An Open Letter to Jonathan Franzen

Jonathan,
It looks like all this is coming up again. Jodi's smartly staying out of this one, it seems, but Jennifer Weiner is being both logical and hilarious about the whole thing. Of course your name is coming up. Your name is front and centre because you're now the boy everyone loves to hate. Even the boys hate you*, for being so ubiquitous, for being the projected Great American Novelist, for being so successful based on one (in my opinion) really great book. That book, of course, was not Freedom. Maybe your picture is on the dart-board because you failed to deliver?

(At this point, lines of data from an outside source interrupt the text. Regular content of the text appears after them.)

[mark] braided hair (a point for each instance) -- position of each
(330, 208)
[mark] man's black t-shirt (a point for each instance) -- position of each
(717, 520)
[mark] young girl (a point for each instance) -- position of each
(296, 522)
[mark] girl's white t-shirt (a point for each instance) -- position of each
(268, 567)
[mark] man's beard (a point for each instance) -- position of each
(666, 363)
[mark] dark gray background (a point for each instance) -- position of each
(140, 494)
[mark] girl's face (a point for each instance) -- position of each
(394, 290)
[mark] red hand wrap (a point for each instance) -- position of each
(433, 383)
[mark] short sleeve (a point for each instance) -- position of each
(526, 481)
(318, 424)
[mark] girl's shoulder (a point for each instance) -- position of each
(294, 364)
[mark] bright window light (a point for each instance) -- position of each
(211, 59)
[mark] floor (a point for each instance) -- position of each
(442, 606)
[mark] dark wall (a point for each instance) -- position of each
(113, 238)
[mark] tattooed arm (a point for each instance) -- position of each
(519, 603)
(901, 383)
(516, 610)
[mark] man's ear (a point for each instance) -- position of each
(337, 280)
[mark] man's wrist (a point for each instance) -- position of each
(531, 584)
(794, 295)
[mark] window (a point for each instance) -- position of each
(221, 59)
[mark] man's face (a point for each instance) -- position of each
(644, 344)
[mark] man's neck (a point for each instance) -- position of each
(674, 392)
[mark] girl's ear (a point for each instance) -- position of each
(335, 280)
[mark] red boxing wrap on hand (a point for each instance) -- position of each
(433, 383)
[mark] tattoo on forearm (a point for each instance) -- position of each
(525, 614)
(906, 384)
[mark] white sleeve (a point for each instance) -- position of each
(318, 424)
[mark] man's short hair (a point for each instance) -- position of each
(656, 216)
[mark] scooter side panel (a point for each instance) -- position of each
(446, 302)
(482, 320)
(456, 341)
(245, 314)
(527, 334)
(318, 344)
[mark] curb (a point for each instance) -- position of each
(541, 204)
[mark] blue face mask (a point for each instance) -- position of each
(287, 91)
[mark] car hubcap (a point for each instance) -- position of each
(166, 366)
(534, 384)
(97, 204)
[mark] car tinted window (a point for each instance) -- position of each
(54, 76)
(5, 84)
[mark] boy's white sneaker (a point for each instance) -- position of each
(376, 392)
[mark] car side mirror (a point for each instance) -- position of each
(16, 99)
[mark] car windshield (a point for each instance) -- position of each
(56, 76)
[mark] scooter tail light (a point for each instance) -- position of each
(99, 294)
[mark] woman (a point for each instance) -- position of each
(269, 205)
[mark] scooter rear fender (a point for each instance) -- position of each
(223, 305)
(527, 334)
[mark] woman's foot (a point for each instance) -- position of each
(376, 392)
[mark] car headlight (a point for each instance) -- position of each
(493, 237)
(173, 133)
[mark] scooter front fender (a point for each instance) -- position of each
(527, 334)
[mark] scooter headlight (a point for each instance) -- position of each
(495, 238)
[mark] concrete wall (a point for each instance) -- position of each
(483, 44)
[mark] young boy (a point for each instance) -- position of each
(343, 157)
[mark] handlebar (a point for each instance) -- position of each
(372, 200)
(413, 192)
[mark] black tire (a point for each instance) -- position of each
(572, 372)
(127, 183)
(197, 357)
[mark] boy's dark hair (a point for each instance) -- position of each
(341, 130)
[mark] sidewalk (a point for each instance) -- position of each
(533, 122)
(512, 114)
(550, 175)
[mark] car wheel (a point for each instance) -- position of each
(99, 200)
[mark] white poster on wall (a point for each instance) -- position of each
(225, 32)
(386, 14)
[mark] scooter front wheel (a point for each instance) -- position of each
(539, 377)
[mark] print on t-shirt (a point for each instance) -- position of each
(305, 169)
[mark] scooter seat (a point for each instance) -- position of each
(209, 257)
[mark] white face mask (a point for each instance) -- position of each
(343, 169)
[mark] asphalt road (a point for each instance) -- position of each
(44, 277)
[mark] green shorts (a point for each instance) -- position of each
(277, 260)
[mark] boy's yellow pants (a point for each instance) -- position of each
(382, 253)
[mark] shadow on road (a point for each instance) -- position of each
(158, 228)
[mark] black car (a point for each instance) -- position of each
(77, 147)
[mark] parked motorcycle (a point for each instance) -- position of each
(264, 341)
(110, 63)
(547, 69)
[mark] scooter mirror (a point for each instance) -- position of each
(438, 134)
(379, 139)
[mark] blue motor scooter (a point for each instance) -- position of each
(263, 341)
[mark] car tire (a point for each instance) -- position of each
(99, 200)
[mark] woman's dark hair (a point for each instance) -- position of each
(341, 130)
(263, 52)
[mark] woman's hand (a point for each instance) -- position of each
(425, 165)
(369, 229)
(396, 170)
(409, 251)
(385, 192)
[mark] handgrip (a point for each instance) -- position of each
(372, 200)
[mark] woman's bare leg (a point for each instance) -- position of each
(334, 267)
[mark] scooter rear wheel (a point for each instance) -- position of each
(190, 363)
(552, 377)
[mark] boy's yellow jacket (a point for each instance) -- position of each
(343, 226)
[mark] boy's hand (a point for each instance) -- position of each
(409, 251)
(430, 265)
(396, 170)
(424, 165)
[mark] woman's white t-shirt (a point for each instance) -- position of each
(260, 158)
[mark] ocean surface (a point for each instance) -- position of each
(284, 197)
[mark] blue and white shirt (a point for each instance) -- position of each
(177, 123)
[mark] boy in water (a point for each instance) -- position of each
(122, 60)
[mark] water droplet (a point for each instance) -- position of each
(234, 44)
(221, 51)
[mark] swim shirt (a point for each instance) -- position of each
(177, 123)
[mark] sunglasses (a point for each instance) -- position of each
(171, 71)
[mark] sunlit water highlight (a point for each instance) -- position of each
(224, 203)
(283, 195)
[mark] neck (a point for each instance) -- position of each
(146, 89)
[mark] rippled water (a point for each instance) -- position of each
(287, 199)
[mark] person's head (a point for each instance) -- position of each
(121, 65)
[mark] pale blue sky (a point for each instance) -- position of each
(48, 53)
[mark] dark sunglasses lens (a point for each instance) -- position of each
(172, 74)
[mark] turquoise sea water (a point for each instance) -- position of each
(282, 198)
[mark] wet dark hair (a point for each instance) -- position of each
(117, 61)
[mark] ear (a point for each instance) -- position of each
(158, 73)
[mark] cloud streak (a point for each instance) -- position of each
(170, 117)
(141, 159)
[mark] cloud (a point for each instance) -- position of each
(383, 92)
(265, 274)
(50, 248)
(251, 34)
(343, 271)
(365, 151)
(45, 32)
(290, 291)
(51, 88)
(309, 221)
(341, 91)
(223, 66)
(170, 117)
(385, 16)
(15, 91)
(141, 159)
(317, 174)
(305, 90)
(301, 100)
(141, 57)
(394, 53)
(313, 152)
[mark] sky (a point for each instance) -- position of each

When I wrote my letter to Jodi Picoult, I said this:
So maybe I just don't know enough of your work. But have you read Franzen? He's really, really good. So is Lethem. Some of the Wonderboys the NYT loves aren't all that, but those two? They kinda are. You are not now and will never be in the same league.
While she is still horrible, I no longer feel like calling you great. You got all the attention and the hype and the Time cover, and I admit, I was really, really excited about Freedom. But boy-o, you sure let me down.

I've steered people away from Freedom. People who only marginally liked The Corrections I've told that they won't see anything better with your follow up. Those who liked The Corrections I've warned that Freedom is a great big comedown. I had a post half-written about it, but it stuck in the queue for a long, long time. Finally, I deleted it. Perhaps I shouldn't have, so I could now expound the ways in which Freedom failed to live up to the hype. All I can say now, is that it's full of stupid awful cliches, and even if that's the point (if given "freedom" people will still fall into predictable habits) it's no good in the overlong trip getting there. The fetishisation of the Oriental Other, the younger woman, the brainy-yet-earthy antidote to the ol' slag wife, was a particularly egregious touch. Perhaps I was hasty saying you and Picoult would never be in the same league.

Freedom fell into that special snowflake area; we gave you all the accolades and magazine covers just for coming out. You were supposed to be the great bespectacled hope, and you fizzled. After the initial rush of "OH THE NEW FRANZEN!" how many people have good things to say about it**? In retrospect, is anyone loaning out their copy of Freedom saying "You have to read this!" like I do with The Corrections? You have your money, like Jennifer Weiner, so you don't need to care, or so the articles say. But you lost me, man, and I'm pissed off I ever stuck up for you.

Further Reading.
Further Reading pt II.
*Text of the relevant bits:
First things first: Murder is wrong, OK? But let's say, hypothetically, that you're considering committing one anyway: how would you do it? Practically everyone wants to murder someone. That jerk that got the job you want. That guy who gets all his books reviewed while your books don’t even get published. That handsome, horrible dude everyone loves when only you know he is a complete fraud who must be exposed. Jonathan Franzen. Maybe you want to murder novelist Jonathan Franzen. Let’s say you do. You want to stand over Jonathan Franzen's wrecked body as it bubbles over with his own blood. You’re laughing and he’s just kind of lying there, gurgling. You beat him to death with an iPad and now there won’t be any more sprawling family angst novels from Mr. Handsome Fake Genius Man. Maybe that is who you want to murder. Maybe you would really enjoy wringing his skinny Brooklyn neck. His skinny, pretentious, overrated, Brooks Brothers neck. Hypothetically. Here are some things to think about while you're totally planning the fake murder you have no intention of actually doing and by reading this sentence you hereby absolve the writer of any complicity in the crimes you will in no way go out and commit here comes the period and Jim is absolved.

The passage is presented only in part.